You are viewing a plain text version of this content. The canonical link for it is here.
Posted to common-user@hadoop.apache.org by Dmitriy Ivanov <iv...@rsc.org> on 2013/03/07 04:57:57 UTC

Reading partitioned sequence file from hdfs throws filenotfoundexception

Hello,

I'm using hadoop 1.1.1 and run into unexpected complication with partitioned file.
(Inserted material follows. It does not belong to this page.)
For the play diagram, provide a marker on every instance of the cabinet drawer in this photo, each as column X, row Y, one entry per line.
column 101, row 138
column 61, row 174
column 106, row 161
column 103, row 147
The file itself is the result of map-reduce task.

Here is code I'm using to read the file:

        try (SequenceFile.Reader reader = new SequenceFile.Reader(fs, path, conf)) {
                // skipped code.
        }

This is exception:

java.io.FileNotFoundException: File does not exist: /users/ivanovd/1.624be3e5-5932-468d-9ce4-f73078836936.cvsp
        at org.apache.hadoop.hdfs.DFSClient$DFSInputStream.fetchLocatedBlocks(DFSClient.java:1975)
        at org.apache.hadoop.hdfs.DFSClient$DFSInputStream.openInfo(DFSClient.java:1944)
        at org.apache.hadoop.hdfs.DFSClient$DFSInputStream.<init>(DFSClient.java:1936)
        at org.apache.hadoop.hdfs.DFSClient.open(DFSClient.java:731)
        at org.apache.hadoop.hdfs.DistributedFileSystem.open(DistributedFileSystem.java:165)
        at org.apache.hadoop.io.SequenceFile$Reader.openFile(SequenceFile.java:1499)
        at org.apache.hadoop.io.SequenceFile$Reader.<init>(SequenceFile.java:1486)
        at org.apache.hadoop.io.SequenceFile$Reader.<init>(SequenceFile.java:1479)
        at org.apache.hadoop.io.SequenceFile$Reader.<init>(SequenceFile.java:1474)
        at HadoopTask.exportResults(HadoopTask.java:163)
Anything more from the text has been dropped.